All of lore.kernel.org
 help / color / mirror / Atom feed
From: Jan Beulich <jbeulich@suse.com>
To: "Daniel P. Smith" <dpsmith@apertussolutions.com>
Cc: scott.davis@starlab.io, christopher.clark@starlab.io,
	"Andrew Cooper" <andrew.cooper3@citrix.com>,
	"Roger Pau Monné" <roger.pau@citrix.com>,
	xen-devel@lists.xenproject.org, "Wei Liu" <wl@xen.org>
Subject: Re: [PATCH v1 15/18] x86: rework domain page allocation
Date: Wed, 27 Jul 2022 15:22:08 +0200	[thread overview]
Message-ID: <0832fa09-8b1e-86e8-1291-fd071fe44575@suse.com> (raw)
In-Reply-To: <20220706210454.30096-16-dpsmith@apertussolutions.com>

On 06.07.2022 23:04, Daniel P. Smith wrote:
> This reworks all the dom0 page allocation functions for general domain
> construction.

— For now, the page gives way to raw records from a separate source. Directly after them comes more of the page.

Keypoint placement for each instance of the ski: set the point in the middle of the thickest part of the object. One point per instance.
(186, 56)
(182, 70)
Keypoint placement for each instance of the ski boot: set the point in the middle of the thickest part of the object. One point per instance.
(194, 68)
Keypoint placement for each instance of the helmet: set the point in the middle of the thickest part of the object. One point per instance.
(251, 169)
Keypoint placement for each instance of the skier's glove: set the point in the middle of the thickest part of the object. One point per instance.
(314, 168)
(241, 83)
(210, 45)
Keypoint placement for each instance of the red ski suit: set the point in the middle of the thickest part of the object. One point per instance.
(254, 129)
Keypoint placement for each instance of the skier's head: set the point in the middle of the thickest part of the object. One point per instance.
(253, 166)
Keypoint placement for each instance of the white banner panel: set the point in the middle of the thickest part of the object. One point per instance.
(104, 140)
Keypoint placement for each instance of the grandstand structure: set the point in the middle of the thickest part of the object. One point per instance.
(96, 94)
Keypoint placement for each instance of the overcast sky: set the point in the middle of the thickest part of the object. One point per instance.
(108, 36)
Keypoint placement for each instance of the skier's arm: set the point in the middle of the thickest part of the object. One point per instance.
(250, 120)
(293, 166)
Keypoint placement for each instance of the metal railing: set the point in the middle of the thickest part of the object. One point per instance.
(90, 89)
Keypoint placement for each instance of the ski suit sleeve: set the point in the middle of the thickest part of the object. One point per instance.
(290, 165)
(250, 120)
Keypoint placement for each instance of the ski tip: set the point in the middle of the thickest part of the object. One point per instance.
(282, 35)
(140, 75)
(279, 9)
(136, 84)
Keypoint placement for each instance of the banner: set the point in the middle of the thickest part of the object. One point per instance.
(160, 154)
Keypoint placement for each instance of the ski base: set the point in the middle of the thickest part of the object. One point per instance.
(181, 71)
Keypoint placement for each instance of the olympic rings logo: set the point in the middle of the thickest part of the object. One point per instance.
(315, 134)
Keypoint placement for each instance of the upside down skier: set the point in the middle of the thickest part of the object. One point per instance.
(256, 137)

Where possible, common logic between the two was split into a
> separate function for reuse by the two functions.

You absolutely need to mention what behavioral / functional changes there
are (intended), even in case it is "none".

> --- a/xen/arch/x86/dom0_build.c
> +++ b/xen/arch/x86/dom0_build.c
> @@ -320,69 +320,31 @@ static unsigned long __init default_nr_pages(unsigned long avail)
>  }
>  
>  unsigned long __init dom0_compute_nr_pages(
> -    struct domain *d, struct elf_dom_parms *parms, unsigned long initrd_len)
> +    struct boot_domain *bd, struct elf_dom_parms *parms,
> +    unsigned long initrd_len)
>  {
> -    nodeid_t node;
> -    unsigned long avail = 0, nr_pages, min_pages, max_pages, iommu_pages = 0;
> +    unsigned long avail, nr_pages, min_pages, max_pages;
>  
>      /* The ordering of operands is to work around a clang5 issue. */
>      if ( CONFIG_DOM0_MEM[0] && !dom0_mem_set )
>          parse_dom0_mem(CONFIG_DOM0_MEM);
>  
> -    for_each_node_mask ( node, dom0_nodes )
> -        avail += avail_domheap_pages_region(node, 0, 0) +
> -                 initial_images_nrpages(node);
> -
> -    /* Reserve memory for further dom0 vcpu-struct allocations... */
> -    avail -= (d->max_vcpus - 1UL)
> -             << get_order_from_bytes(sizeof(struct vcpu));
> -    /* ...and compat_l4's, if needed. */
> -    if ( is_pv_32bit_domain(d) )
> -        avail -= d->max_vcpus - 1;
> -
> -    /* Reserve memory for iommu_dom0_init() (rough estimate). */
> -    if ( is_iommu_enabled(d) && !iommu_hwdom_passthrough )
> -    {
> -        unsigned int s;
> -
> -        for ( s = 9; s < BITS_PER_LONG; s += 9 )
> -            iommu_pages += max_pdx >> s;
> -
> -        avail -= iommu_pages;
> -    }
> +    avail = dom_avail_nr_pages(bd, dom0_nodes);
>  
> -    if ( paging_mode_enabled(d) || opt_dom0_shadow || opt_pv_l1tf_hwdom )
> +    /* command line overrides configuration */
> +    if (  dom0_mem_set )

Nit: Stray double blanks.

>      {
> -        unsigned long cpu_pages;
> -
> -        nr_pages = get_memsize(&dom0_size, avail) ?: default_nr_pages(avail);
> -
> -        /*
> -         * Clamp according to min/max limits and available memory
> -         * (preliminary).
> -         */
> -        nr_pages = max(nr_pages, get_memsize(&dom0_min_size, avail));
> -        nr_pages = min(nr_pages, get_memsize(&dom0_max_size, avail));
> -        nr_pages = min(nr_pages, avail);
> -
> -        cpu_pages = dom0_paging_pages(d, nr_pages);
> -
> -        if ( !iommu_use_hap_pt(d) )
> -            avail -= cpu_pages;
> -        else if ( cpu_pages > iommu_pages )
> -            avail -= cpu_pages - iommu_pages;

I can't see any of this represented in the new code. Have you gone through
the history of this code, to understand why things are the way they are,
and hence what (corner) cases need to remain behaviorally unchanged?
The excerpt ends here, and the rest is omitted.